How times change. Just last week, EPO was the talk of the town. Now you can’t open the sports page without reading something about transfusion blood doping. Sport doping is going old school. Out with the new, in with the old.
Blood transfusions have long been used to enhance athletic performance. Transfusions are an extremely straightforward, simple, and effective method of increasing the blood’s oxygen carrying capacity. Physiologists believe that it is the rate at which hemoglobin delivers oxygen to the exercising muscle that limits muscle performance. Blood transfusions address this limitation by increasing the number of hemoglobin molecules carrying oxygen to the muscles.
The term “blood doping” refers to various techniques used to increase the oxygen carrying capacity of blood. Recently, recombinant human erythropoietin, more commonly known as “EPO”, has been the drug of choice. However, with the advent of more effective and inclusive testing, the use of EPO has become more difficult and complex.
Because of the increased risk of detection, there has been concern that athletes may turn to an older form of blood doping that, until recently, has been virtually undetectable. This basic performance enhancing use of blood transfusions is at the center of the recent doping controversy involving rider Tyler Hamilton.
Homologous versus autologous
There are two methods of doping through blood transfusions: autologous and homologous. With an autologous transfusion, an athlete receives his or her own blood. An athlete donates blood, stores it, and then receives the blood at a later point in time. The advantages of this technique are the avoidance of diseases such as HIV or hepatitis, the reduction of the risk of detection through testing, and the alleviation of potentially deadly transfusion reactions.
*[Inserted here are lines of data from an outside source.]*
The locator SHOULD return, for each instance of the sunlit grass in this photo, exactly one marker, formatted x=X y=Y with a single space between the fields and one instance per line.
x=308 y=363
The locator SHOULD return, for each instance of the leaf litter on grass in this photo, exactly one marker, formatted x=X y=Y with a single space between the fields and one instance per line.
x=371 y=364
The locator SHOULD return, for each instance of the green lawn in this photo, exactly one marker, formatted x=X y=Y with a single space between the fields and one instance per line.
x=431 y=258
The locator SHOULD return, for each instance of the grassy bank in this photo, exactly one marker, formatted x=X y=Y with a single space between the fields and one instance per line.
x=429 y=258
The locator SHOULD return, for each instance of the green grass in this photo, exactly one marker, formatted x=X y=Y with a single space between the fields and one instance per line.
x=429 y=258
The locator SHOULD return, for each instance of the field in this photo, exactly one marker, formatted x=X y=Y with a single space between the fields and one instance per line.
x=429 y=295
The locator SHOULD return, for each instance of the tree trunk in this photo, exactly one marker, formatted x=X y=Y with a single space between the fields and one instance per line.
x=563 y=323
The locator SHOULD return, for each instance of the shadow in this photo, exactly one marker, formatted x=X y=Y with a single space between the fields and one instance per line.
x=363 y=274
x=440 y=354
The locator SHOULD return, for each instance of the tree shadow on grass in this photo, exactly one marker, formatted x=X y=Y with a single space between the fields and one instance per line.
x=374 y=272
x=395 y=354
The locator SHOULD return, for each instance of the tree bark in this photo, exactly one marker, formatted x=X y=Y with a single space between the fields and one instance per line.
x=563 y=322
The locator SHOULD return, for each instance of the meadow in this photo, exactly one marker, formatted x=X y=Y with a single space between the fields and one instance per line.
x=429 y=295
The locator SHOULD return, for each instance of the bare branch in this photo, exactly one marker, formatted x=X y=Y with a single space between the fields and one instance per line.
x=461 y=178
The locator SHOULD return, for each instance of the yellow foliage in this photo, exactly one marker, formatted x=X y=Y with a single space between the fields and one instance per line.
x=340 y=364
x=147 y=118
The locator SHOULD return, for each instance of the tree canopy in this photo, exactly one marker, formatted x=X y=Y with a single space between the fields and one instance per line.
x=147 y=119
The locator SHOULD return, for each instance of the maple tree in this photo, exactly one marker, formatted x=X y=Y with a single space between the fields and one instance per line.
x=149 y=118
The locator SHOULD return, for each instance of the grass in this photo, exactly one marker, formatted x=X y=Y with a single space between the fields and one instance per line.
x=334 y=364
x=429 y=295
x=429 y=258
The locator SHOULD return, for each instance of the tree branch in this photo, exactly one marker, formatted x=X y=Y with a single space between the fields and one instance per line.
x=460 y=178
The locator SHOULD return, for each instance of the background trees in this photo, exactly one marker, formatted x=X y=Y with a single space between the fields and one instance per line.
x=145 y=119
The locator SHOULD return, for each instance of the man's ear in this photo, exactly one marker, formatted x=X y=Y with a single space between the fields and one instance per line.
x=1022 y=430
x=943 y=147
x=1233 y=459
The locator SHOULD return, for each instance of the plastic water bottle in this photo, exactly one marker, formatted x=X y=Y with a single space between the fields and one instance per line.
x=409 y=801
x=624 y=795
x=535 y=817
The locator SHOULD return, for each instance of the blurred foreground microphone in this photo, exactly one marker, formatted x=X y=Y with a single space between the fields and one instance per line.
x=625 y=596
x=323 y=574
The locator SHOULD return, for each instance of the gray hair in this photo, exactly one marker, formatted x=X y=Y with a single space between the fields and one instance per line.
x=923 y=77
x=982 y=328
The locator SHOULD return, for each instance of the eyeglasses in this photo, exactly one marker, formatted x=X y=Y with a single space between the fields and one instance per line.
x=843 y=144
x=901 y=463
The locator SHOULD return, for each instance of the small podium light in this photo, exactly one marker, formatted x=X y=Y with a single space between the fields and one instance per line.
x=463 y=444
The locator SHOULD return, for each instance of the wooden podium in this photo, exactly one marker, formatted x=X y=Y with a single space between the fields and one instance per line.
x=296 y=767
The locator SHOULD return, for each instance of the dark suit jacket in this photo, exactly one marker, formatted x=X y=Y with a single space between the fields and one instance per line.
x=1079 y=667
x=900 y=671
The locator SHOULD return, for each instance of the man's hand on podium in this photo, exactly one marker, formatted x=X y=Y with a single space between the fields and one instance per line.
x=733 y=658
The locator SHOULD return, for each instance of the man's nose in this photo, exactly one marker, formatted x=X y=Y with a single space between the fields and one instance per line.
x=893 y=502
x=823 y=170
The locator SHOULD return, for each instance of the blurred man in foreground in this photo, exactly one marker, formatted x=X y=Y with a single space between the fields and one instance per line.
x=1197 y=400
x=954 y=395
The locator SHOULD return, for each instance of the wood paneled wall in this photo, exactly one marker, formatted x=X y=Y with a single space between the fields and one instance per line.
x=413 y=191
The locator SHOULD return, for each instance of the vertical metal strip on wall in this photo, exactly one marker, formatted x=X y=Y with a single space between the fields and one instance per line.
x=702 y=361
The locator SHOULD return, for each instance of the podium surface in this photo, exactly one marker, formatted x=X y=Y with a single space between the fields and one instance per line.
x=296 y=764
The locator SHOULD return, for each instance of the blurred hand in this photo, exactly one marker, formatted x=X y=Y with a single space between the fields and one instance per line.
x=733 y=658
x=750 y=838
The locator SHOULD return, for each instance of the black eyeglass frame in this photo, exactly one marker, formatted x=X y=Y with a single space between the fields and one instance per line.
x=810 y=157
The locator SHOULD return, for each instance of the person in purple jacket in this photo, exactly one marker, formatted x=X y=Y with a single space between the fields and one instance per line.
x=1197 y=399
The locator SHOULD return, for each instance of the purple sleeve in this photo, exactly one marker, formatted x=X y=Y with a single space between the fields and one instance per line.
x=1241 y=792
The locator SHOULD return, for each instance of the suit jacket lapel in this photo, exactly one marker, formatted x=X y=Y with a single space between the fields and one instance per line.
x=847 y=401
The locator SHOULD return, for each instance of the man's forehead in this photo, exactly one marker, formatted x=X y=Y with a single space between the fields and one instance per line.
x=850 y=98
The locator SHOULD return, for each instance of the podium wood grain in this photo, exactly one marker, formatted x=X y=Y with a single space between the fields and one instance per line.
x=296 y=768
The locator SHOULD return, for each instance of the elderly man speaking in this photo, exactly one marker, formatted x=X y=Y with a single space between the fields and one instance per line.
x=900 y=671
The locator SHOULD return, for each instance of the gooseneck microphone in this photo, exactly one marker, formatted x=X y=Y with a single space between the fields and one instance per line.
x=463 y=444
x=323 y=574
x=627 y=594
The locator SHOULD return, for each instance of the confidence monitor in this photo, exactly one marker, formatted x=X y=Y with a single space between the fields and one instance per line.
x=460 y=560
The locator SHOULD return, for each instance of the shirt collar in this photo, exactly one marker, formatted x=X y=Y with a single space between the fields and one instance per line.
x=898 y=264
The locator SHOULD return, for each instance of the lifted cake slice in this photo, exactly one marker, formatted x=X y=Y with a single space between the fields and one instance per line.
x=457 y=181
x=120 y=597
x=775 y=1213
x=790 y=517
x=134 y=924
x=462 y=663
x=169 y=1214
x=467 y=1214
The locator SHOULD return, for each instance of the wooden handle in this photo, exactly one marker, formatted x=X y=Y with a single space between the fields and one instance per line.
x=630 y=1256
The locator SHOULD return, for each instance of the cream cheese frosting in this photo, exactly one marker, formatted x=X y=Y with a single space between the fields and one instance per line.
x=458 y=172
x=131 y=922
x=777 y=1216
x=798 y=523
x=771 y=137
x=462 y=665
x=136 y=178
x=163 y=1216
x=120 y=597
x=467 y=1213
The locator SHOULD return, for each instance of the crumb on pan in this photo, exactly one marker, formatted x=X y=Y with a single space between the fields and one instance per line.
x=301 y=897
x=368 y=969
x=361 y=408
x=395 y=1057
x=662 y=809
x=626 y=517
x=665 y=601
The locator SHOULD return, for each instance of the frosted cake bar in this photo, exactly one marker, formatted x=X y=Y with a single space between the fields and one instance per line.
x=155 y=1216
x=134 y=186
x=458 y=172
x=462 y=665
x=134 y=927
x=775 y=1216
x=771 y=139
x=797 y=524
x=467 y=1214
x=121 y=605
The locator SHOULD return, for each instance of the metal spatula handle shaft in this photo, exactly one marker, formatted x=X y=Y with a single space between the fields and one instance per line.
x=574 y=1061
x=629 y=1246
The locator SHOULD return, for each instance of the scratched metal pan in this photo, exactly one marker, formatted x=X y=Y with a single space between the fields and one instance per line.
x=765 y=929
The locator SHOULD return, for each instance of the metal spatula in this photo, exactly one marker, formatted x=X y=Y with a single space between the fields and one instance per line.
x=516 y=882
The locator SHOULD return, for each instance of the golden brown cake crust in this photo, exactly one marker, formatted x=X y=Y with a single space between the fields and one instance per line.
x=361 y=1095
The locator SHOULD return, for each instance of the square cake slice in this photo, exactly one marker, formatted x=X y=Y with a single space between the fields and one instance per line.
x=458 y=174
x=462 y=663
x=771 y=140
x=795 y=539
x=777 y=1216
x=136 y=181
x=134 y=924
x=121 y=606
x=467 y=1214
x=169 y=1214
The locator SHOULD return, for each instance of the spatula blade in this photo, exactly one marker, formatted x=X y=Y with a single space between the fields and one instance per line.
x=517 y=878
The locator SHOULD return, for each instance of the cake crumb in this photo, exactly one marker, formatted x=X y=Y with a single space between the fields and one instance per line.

The downside of autologous doping is that it takes time for the body to recover from the loss of blood that occurs during donation. It would be hard to train effectively while having to donate a supply of blood sufficient to enhance performance. In a homologous transfusion, the blood comes from another person. The benefit of homologous transfusion is no decrease in performance during the donation period. However, the disadvantages are the risk of contracting blood born diseases, the risk of transfusion reactions, and increased transfusion sensitivity.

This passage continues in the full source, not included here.